Broadband Penetration: 7 Ways to profit from our biggest infrastructure need
David Fessler emphasizes the need for a dramatic increase in US broadband connectivity, a factor which may prove decisive in surviving the tough times ahead: “Connected Nation’s research states that every 7% increase in broadband adoption could result in the following benefits: Job creation of around 2.4 million, Annual health care cost savings of $692 million, Annual fuel savings of $6.4 billion, 3.2 billion fewer pounds of CO2 emissions per year, 3.8 billion hours saved by accessing broadband from home, $134 billion in direct economic impact.”

IT has the power to green the world
Ted Samson of InfoWorld discusses a study citing technology’s crucial role in cutting down global greenhouse gases: “Using technology to dematerialize the way people work and operate, replacing high-carbon physical products and activities (like books and meetings) with virtual low-carbon equivalents (e-commerce/e-government and videoconferencing) could deliver a global reduction of 0.5 GtCO2e in 2020, according to the report.”

JetBlue’s reservations staff embrace teleworking
It’s the details that spell the difference between success and failure, and ComputerWorld New Zealand’s Louis van Wyk shares some corporate strategies that make telecommuting work. One such approach: “Innovative US airline JetBlue Airways has embraced the concept of remote working and does so on an impressive scale. All 1,500 of the company’s reservations team are home-based and between them handle 35,000 calls a day.“

A resilient suburbia 2: Cost of Commuting
In his blog, Jeff Vail makes an analysis of peak oil’s possible effects on workers in suburbia: “There’s a number of take-aways from these graphs: 1) these numbers are higher than average cost of commuting, 2) to the extent that they’re accurate, commuting is VERY expensive, 3) the majority of the cost of commuting is the base cost, not the gasoline, 4) for most suburbanites, the ability to afford life in suburbia is more a function of the shape of the overall economy (e.g. the earning power of suburbanites) than it is a function of gas prices in isolation.”

Why the downturn can be good for digital nomads
Mike Elgan lists six trends that favor mobile workers in his article on ComputerWorld: “Economic downturns, painful as they are, have a tendency to force new priorities on everyone.
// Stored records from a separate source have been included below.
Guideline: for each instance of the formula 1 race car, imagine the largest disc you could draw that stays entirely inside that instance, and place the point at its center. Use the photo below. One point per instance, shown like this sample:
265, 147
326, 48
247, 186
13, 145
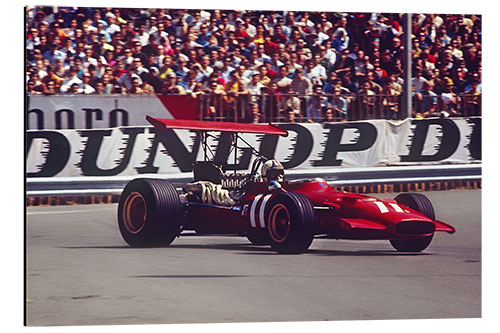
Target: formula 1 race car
287, 215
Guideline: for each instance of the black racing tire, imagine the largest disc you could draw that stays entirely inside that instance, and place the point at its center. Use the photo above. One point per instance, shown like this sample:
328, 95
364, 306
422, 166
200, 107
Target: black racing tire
290, 220
256, 238
149, 213
423, 205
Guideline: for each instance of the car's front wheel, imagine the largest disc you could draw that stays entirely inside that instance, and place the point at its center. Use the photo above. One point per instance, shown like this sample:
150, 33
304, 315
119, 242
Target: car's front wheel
290, 222
423, 205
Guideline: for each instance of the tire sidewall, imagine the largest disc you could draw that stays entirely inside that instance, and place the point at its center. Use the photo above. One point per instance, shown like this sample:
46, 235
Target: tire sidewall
158, 229
301, 228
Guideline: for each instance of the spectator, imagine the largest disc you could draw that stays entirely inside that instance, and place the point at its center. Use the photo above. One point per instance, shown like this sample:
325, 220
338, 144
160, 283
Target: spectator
390, 101
301, 84
253, 114
450, 100
290, 102
255, 86
171, 40
315, 104
338, 105
427, 101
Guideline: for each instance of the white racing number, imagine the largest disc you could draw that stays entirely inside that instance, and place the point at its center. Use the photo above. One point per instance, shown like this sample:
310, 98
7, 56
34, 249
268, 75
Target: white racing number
383, 208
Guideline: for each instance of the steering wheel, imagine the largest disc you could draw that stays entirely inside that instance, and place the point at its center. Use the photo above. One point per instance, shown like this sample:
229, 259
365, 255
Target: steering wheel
255, 167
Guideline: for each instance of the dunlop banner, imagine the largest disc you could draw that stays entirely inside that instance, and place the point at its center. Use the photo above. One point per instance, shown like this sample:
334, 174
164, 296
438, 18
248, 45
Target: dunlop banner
125, 151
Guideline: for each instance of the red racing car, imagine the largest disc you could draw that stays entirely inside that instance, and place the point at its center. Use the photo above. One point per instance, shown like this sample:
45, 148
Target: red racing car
287, 215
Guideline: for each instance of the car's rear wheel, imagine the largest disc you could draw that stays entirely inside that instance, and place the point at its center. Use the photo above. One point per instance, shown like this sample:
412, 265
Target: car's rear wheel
149, 213
423, 205
290, 222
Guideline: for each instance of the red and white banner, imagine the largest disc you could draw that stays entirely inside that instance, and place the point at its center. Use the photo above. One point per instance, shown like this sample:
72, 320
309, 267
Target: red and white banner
104, 111
138, 150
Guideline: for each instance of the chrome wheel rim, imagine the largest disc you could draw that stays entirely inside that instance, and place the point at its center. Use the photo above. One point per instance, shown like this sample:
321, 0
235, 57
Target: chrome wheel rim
134, 213
279, 223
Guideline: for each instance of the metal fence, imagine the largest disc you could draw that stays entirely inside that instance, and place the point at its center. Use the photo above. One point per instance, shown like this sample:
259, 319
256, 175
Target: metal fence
328, 107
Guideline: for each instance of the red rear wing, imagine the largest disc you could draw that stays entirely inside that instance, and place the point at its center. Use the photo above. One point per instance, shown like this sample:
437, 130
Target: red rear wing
202, 125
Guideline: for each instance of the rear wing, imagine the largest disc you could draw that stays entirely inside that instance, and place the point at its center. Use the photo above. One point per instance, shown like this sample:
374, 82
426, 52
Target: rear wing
202, 125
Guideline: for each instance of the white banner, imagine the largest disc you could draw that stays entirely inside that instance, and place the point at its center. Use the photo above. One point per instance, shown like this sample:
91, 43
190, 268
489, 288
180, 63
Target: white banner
141, 150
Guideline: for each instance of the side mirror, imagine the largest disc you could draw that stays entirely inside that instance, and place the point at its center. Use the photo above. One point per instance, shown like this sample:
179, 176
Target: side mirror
274, 185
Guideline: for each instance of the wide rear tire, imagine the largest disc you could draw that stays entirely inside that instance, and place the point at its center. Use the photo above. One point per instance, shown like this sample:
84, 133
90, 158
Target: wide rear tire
149, 213
290, 221
423, 205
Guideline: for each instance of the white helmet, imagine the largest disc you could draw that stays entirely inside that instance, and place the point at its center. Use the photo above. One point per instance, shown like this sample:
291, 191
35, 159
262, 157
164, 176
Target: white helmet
273, 170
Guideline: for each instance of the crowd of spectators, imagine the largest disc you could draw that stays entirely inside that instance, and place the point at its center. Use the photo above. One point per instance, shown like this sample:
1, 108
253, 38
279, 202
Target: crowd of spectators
313, 65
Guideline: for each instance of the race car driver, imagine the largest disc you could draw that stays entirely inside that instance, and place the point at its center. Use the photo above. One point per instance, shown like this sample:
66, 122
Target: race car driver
273, 170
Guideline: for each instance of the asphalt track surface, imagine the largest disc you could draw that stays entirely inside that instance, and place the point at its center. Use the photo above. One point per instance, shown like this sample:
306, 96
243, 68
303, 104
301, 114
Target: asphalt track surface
79, 271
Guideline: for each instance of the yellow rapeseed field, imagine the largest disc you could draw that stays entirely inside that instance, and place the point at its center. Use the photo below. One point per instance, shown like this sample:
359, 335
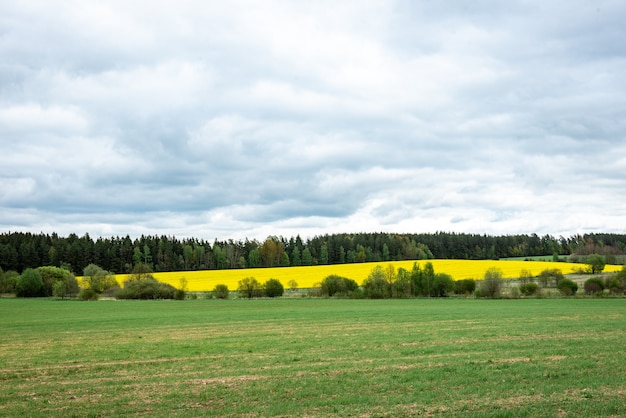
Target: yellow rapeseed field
307, 277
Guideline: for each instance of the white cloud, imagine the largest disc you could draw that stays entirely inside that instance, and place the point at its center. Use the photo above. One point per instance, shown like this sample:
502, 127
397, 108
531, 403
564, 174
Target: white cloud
244, 119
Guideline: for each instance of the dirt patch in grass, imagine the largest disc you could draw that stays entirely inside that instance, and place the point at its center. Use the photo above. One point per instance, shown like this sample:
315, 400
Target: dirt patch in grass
226, 380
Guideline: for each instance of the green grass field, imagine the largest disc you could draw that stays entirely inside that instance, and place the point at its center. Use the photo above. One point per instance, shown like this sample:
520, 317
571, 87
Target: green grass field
313, 357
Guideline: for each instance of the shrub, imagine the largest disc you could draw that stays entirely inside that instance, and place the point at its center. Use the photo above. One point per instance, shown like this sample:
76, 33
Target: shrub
617, 283
99, 279
442, 285
375, 286
273, 288
8, 281
29, 284
148, 288
491, 285
596, 263
465, 287
334, 285
593, 286
567, 287
220, 291
549, 276
88, 294
250, 287
529, 289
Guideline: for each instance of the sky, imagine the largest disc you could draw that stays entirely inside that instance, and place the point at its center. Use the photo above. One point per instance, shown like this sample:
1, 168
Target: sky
244, 119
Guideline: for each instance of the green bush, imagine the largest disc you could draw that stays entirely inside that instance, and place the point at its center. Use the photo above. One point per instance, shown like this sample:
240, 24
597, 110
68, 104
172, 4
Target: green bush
8, 281
567, 287
549, 276
148, 288
88, 294
593, 286
529, 289
274, 288
617, 283
249, 287
29, 284
595, 262
491, 285
465, 287
376, 286
221, 291
334, 285
442, 285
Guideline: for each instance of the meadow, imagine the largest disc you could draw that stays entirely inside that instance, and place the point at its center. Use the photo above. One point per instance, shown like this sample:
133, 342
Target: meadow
311, 276
313, 357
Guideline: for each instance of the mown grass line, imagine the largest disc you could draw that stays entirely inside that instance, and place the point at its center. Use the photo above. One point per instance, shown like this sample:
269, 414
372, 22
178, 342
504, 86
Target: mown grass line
307, 357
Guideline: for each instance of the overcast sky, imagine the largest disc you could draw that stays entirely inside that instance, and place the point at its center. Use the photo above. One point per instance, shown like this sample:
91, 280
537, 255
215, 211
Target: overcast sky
237, 119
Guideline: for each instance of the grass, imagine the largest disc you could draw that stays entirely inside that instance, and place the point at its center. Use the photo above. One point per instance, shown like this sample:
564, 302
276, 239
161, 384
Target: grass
313, 357
311, 276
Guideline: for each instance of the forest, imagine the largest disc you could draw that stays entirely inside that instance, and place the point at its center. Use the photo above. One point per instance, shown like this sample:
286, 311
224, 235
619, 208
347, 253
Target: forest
21, 250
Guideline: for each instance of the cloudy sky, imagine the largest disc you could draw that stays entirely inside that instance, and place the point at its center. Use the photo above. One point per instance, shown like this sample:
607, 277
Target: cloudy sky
237, 119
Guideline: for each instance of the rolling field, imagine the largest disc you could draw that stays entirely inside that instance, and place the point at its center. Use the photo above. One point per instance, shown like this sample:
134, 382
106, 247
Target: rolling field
313, 357
307, 277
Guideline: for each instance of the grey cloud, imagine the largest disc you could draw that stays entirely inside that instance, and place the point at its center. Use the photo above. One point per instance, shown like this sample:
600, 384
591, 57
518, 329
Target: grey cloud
229, 119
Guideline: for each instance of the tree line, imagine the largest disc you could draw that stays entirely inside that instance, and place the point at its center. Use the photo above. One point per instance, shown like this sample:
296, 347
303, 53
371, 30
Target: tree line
22, 250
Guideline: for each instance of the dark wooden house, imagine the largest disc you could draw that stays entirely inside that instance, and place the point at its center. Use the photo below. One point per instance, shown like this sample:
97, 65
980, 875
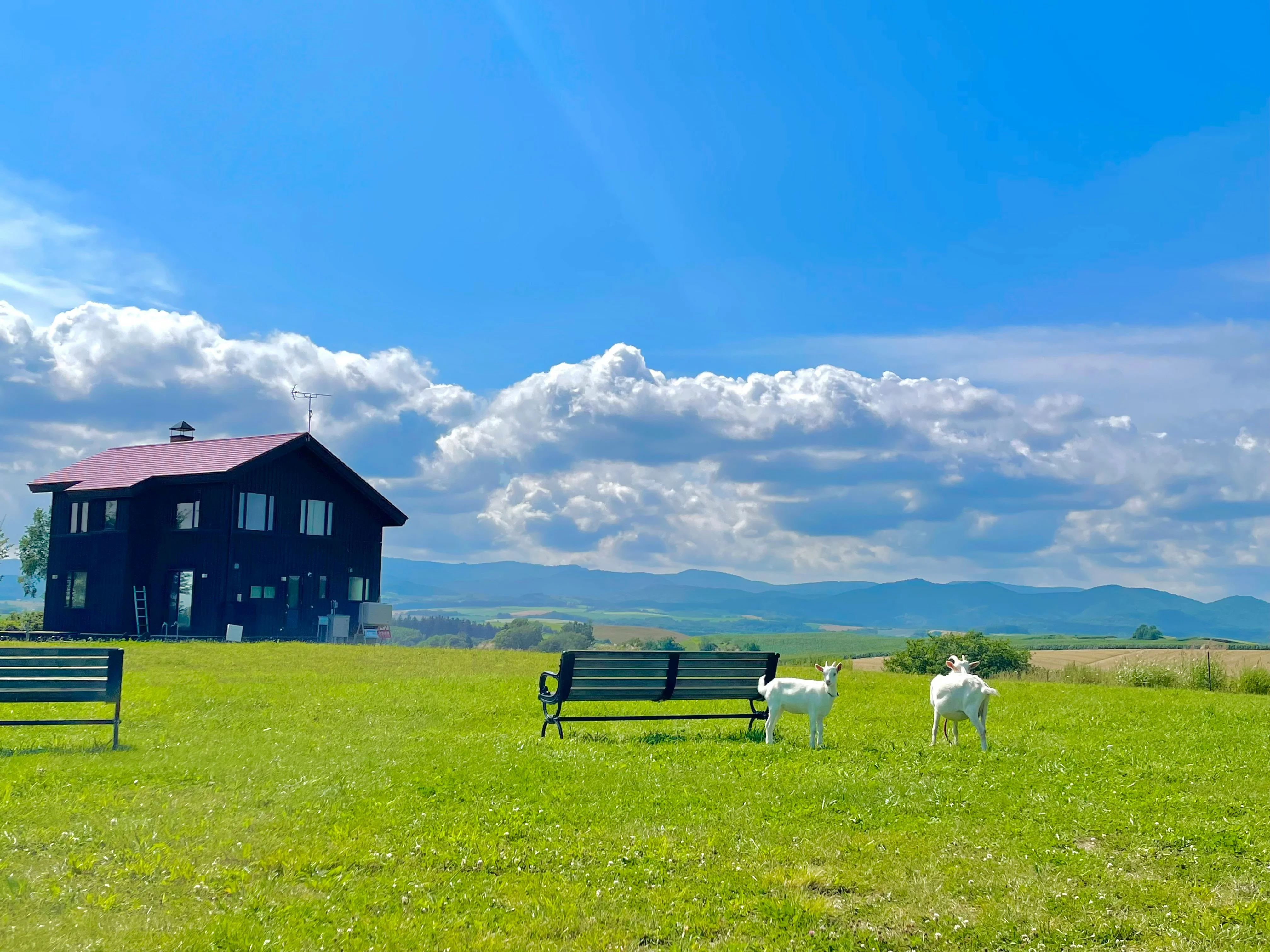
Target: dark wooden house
191, 536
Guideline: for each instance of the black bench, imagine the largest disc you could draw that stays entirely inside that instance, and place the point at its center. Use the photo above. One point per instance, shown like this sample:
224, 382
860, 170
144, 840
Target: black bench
53, 675
656, 676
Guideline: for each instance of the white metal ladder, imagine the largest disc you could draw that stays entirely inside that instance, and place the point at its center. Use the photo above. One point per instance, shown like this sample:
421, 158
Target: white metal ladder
139, 610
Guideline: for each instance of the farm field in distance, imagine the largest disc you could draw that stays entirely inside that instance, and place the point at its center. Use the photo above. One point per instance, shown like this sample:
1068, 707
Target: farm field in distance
333, 798
1109, 658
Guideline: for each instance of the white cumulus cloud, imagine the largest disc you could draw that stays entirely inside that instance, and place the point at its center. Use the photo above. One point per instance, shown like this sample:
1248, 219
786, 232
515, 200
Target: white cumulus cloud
815, 473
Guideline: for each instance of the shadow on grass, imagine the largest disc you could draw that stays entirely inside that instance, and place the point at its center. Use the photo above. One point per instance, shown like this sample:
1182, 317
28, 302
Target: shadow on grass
590, 737
94, 749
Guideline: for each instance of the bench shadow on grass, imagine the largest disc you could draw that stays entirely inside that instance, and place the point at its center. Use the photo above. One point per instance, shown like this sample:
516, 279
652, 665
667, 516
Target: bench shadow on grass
653, 738
93, 749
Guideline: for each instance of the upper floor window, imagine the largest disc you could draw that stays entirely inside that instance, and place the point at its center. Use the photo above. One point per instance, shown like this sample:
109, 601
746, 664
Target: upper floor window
256, 512
315, 517
187, 516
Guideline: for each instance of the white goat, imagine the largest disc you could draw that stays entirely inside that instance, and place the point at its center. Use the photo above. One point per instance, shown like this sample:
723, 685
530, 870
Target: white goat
961, 696
811, 697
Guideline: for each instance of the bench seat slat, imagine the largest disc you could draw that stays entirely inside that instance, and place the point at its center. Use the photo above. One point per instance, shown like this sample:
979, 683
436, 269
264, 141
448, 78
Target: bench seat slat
592, 682
752, 673
619, 673
750, 685
598, 664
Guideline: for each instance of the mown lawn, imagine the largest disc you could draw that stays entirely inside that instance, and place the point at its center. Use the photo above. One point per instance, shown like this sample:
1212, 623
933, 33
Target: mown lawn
306, 798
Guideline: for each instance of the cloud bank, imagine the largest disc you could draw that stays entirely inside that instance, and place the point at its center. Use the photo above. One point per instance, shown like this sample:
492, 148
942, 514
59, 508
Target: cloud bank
809, 474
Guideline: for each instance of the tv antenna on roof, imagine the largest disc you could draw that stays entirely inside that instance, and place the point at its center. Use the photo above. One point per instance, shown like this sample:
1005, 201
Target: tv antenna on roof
296, 394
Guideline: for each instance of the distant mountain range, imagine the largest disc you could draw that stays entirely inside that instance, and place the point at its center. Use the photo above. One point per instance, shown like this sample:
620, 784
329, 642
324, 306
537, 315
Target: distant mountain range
722, 602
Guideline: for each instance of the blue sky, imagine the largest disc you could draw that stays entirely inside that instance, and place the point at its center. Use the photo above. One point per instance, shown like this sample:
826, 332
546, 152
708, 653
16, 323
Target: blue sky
1057, 212
501, 187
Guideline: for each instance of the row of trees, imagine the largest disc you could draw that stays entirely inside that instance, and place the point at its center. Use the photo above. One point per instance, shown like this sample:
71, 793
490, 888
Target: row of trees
529, 635
928, 655
32, 552
440, 631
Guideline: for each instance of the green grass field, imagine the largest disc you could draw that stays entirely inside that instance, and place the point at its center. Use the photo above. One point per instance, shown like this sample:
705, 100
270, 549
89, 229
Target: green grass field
327, 798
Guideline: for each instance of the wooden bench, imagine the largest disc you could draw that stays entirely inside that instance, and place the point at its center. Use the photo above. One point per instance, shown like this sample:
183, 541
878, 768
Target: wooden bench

The cost savings and efficiencies inherent in the digital nomad lifestyle can become irresistible during recessions, and so the trend in that direction is accelerating.”

Nation needs a workplace rethink
Shifting our focus to the East, Steven Crook assesses traditional corporate attitudes in the Taiwan Journal: “According to a 1995 study by Yen Jin-ru, a professor in the Department of Shipping and Transportation Management at National Taiwan Ocean University, Taipei City Government would save between US$75.3 million and US$271.4 million per year on road construction if just 5.9 percent of rush hour trips were replaced by e-commuting.”

APAC CIOs wary of social networking
Web 2.0 isn’t very popular with the Asia Pacific region’s key decision-makers, as reported by Vivian Yeo of ZDNet Asia: “Conducted by Springboard Research earlier this year, the study found that over 90 percent of the CIO-respondents said they had no plans to use blogs, wikis or social networking tools in the next 12 months. Nearly 470 IT decision-makers from Australia, China, India, Malaysia, New Zealand, the Philippines and Singapore took part in the survey.”